Walter Russell Mead on Hurricane Sandy and the Perils of Nanny State Governance:
Here in New York we have a very busy government. It’s worried about the kinds of fats we eat and the size of the soft drinks we buy, and there is no shortage of regulations affecting businesses, street vendors, and individuals. But in all this exciting fine tuning, nobody seems to have bothered to think about the much greater task of keeping floodwaters out of the subway system. Admittedly, getting public support and finding the money for flood protection would be hard, but it is exactly that kind of hard job that governments are supposed to do. Leadership is getting the important things done, not looking busy on secondary tasks while the real needs of the city go quietly unmet.
The problem with nanny state governance isn’t just that it’s intrusive. It isn’t just that it stifles business with over-regulation, and it isn’t just that it empowers busybodies and costs money. It’s that it distracts government from the really big jobs that it ought to be doing.
Mayor Bloomberg has done an admirable job under great pressure as the city reels from Sandy’s attack. But an ounce of prevention beats a pound of cure. The city needed flood protection for its subways and electricity grid—and it didn’t get it. If the Mayor had spent less time and less of his political capital focusing on minutiae, this storm could have played out very differently.
In the wake of Hurricane Sandy, liberals are rushing to try to use the storm to show why bigger government is necessary while also falsely positing that if conservatives had their way there would no government resources available to deal with such serious situations. When it comes to government the choice isn’t between more and none. What conservatives want is government that’s capable and competent to do the things it should do and nothing more.
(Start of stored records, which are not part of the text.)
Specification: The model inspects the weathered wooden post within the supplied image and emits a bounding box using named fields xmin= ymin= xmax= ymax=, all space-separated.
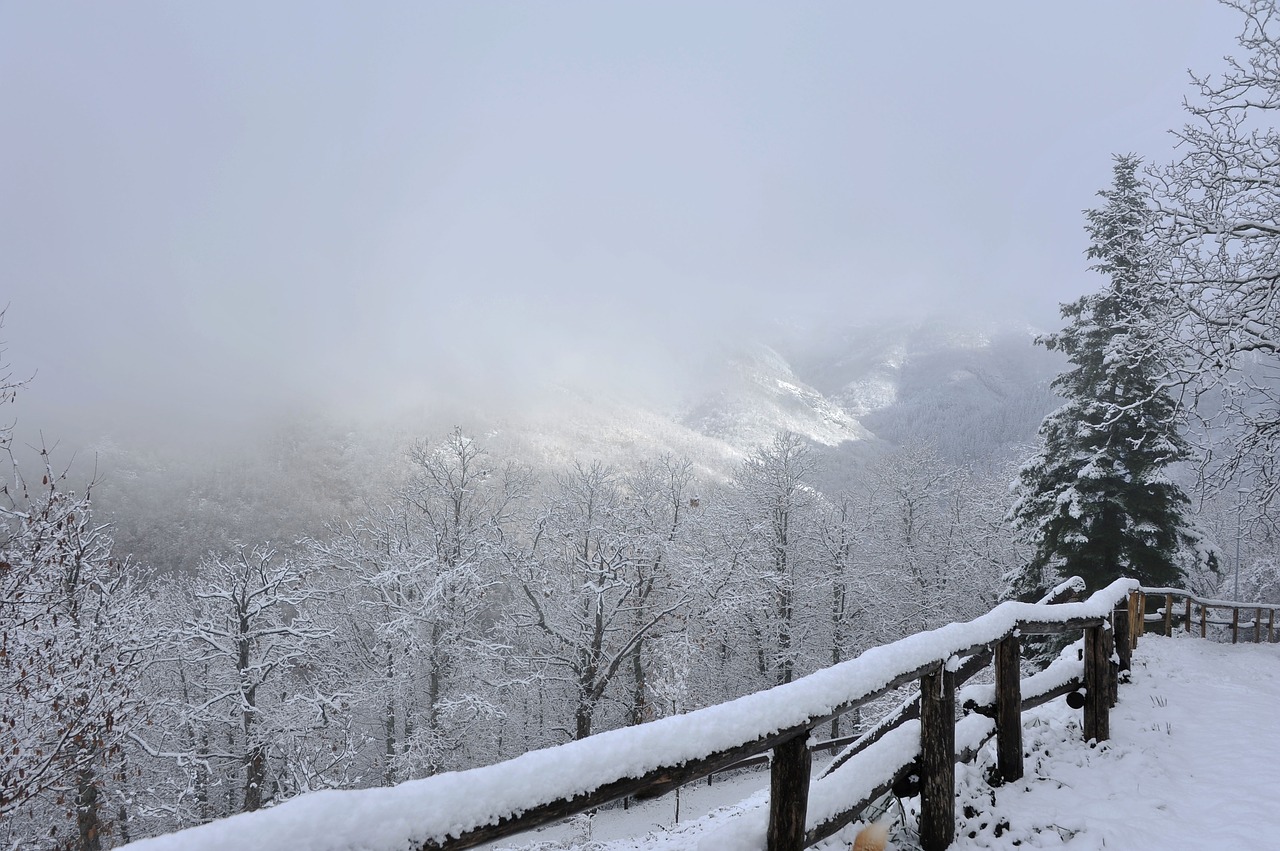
xmin=1200 ymin=604 xmax=1208 ymax=639
xmin=1103 ymin=623 xmax=1118 ymax=709
xmin=1184 ymin=597 xmax=1192 ymax=634
xmin=1164 ymin=594 xmax=1173 ymax=636
xmin=1083 ymin=625 xmax=1110 ymax=742
xmin=1257 ymin=607 xmax=1264 ymax=644
xmin=919 ymin=665 xmax=956 ymax=851
xmin=994 ymin=635 xmax=1022 ymax=783
xmin=1270 ymin=608 xmax=1275 ymax=643
xmin=1232 ymin=607 xmax=1240 ymax=644
xmin=1126 ymin=591 xmax=1140 ymax=650
xmin=1113 ymin=605 xmax=1131 ymax=673
xmin=767 ymin=730 xmax=811 ymax=851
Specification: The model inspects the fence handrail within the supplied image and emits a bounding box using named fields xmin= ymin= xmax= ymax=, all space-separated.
xmin=1140 ymin=586 xmax=1280 ymax=612
xmin=1135 ymin=585 xmax=1278 ymax=644
xmin=123 ymin=578 xmax=1139 ymax=851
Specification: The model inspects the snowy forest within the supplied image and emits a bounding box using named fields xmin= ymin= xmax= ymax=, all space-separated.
xmin=4 ymin=1 xmax=1280 ymax=849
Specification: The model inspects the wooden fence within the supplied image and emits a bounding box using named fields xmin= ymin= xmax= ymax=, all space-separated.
xmin=1132 ymin=586 xmax=1280 ymax=644
xmin=129 ymin=578 xmax=1276 ymax=851
xmin=419 ymin=578 xmax=1137 ymax=851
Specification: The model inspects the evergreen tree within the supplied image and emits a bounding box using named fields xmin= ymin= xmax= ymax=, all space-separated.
xmin=1009 ymin=155 xmax=1213 ymax=596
Mead makes a great and underappreciated point that when the government engages in such activities as telling people how big their sodas are going to be it’s not only getting involved in areas that it shouldn’t, it’s diminishing its ability to do those things that it rightly should be doing.
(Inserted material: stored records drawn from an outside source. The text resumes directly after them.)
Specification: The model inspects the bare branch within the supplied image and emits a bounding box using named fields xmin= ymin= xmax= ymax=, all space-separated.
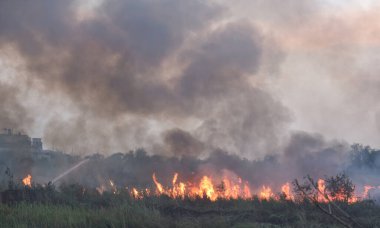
xmin=294 ymin=179 xmax=353 ymax=228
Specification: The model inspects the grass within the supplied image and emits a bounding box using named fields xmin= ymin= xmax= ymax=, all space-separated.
xmin=1 ymin=185 xmax=380 ymax=227
xmin=0 ymin=203 xmax=167 ymax=228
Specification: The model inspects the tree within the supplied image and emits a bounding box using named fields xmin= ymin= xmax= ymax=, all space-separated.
xmin=325 ymin=173 xmax=355 ymax=203
xmin=293 ymin=174 xmax=362 ymax=228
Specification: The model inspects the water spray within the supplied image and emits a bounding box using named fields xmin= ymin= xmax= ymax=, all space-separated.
xmin=51 ymin=159 xmax=90 ymax=184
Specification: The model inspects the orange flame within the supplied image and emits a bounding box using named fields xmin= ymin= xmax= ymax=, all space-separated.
xmin=281 ymin=182 xmax=294 ymax=200
xmin=172 ymin=173 xmax=178 ymax=186
xmin=317 ymin=179 xmax=329 ymax=202
xmin=243 ymin=182 xmax=252 ymax=199
xmin=153 ymin=173 xmax=164 ymax=194
xmin=172 ymin=174 xmax=186 ymax=198
xmin=95 ymin=172 xmax=374 ymax=204
xmin=148 ymin=173 xmax=256 ymax=201
xmin=259 ymin=186 xmax=274 ymax=200
xmin=363 ymin=185 xmax=375 ymax=199
xmin=131 ymin=187 xmax=142 ymax=199
xmin=22 ymin=174 xmax=32 ymax=187
xmin=348 ymin=195 xmax=358 ymax=204
xmin=198 ymin=176 xmax=217 ymax=201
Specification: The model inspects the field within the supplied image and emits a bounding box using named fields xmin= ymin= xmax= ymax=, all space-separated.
xmin=1 ymin=184 xmax=380 ymax=228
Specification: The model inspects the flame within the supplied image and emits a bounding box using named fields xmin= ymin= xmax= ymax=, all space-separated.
xmin=153 ymin=173 xmax=164 ymax=194
xmin=317 ymin=179 xmax=329 ymax=202
xmin=243 ymin=182 xmax=252 ymax=199
xmin=198 ymin=176 xmax=217 ymax=201
xmin=315 ymin=179 xmax=358 ymax=204
xmin=281 ymin=182 xmax=294 ymax=200
xmin=172 ymin=173 xmax=178 ymax=186
xmin=22 ymin=174 xmax=32 ymax=187
xmin=222 ymin=178 xmax=232 ymax=198
xmin=148 ymin=173 xmax=291 ymax=201
xmin=149 ymin=173 xmax=255 ymax=201
xmin=179 ymin=182 xmax=186 ymax=198
xmin=232 ymin=183 xmax=241 ymax=199
xmin=259 ymin=186 xmax=274 ymax=200
xmin=348 ymin=195 xmax=358 ymax=204
xmin=169 ymin=173 xmax=187 ymax=199
xmin=131 ymin=187 xmax=142 ymax=199
xmin=363 ymin=185 xmax=375 ymax=199
xmin=94 ymin=172 xmax=376 ymax=204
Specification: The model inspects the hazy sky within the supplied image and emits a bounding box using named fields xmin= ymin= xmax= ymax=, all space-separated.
xmin=0 ymin=0 xmax=379 ymax=157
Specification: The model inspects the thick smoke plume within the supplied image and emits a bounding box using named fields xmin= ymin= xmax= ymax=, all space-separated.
xmin=0 ymin=0 xmax=291 ymax=157
xmin=27 ymin=131 xmax=380 ymax=196
xmin=1 ymin=1 xmax=380 ymax=196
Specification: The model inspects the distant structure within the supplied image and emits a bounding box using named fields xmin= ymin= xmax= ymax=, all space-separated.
xmin=31 ymin=138 xmax=43 ymax=152
xmin=0 ymin=128 xmax=42 ymax=179
xmin=0 ymin=128 xmax=32 ymax=152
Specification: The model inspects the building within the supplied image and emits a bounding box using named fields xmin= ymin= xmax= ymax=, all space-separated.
xmin=31 ymin=138 xmax=43 ymax=152
xmin=0 ymin=129 xmax=32 ymax=151
xmin=0 ymin=129 xmax=34 ymax=180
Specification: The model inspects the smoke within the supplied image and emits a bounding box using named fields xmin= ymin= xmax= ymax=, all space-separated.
xmin=0 ymin=83 xmax=32 ymax=130
xmin=1 ymin=0 xmax=380 ymax=200
xmin=162 ymin=128 xmax=205 ymax=157
xmin=280 ymin=132 xmax=350 ymax=180
xmin=40 ymin=131 xmax=353 ymax=191
xmin=0 ymin=0 xmax=379 ymax=168
xmin=0 ymin=0 xmax=291 ymax=158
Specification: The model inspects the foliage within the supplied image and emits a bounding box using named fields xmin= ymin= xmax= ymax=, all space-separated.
xmin=0 ymin=182 xmax=379 ymax=227
xmin=325 ymin=173 xmax=355 ymax=203
xmin=349 ymin=144 xmax=380 ymax=169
An editorial in today’s WSJ also shows that the charge that Romney wants to do away with FEMA is a deceitful one
The rap on Mr. Romney seems to be that he once said emergency management could be done well and perhaps better at the state level, and he also endorsed Paul Ryan's House Republican budget.
Let's look at the record. Regarding the budget for FEMA (the Federal Emergency Management Agency), Mr. Obama's own fiscal 2013 budget sought $10.008 billion. That was a cut of $641.5 million, or 6.02%, from fiscal 2012. We couldn't find an apples-to-apples comparison in the Ryan budget resolution, because FEMA spending was part of a larger category and the Senate never did pass its budget. But if budget cuts to FEMA are the liberal standard, their beef is with Mr. Obama. By the way, Mr. Romney says he doesn't want to abolish FEMA.
None of which means that FEMA is above reform. Matt Mayer of the Heritage Foundation has found that annual FEMA disaster declarations have multiplied since the Clinton years and have reached a yearly average of 153 under Mr. Obama. That compares to 129.6 under George W. Bush, 89.5 under Mr. Clinton, and only 28 a year under Reagan. Mr. Mayer argues that taxpayers and storm victims would be better served if FEMA devoted itself to helping out in the biggest disasters, such as Sandy, and not dive in at every political request for assistance.
Again, when conservatives talk about reforming government, it doesn’t mean eliminating it entirely. It means defining the proper scope and scale of government activity which would allow it to focus on the things it should be doing and do them well. Conservatives want good government. Good doesn’t mean more.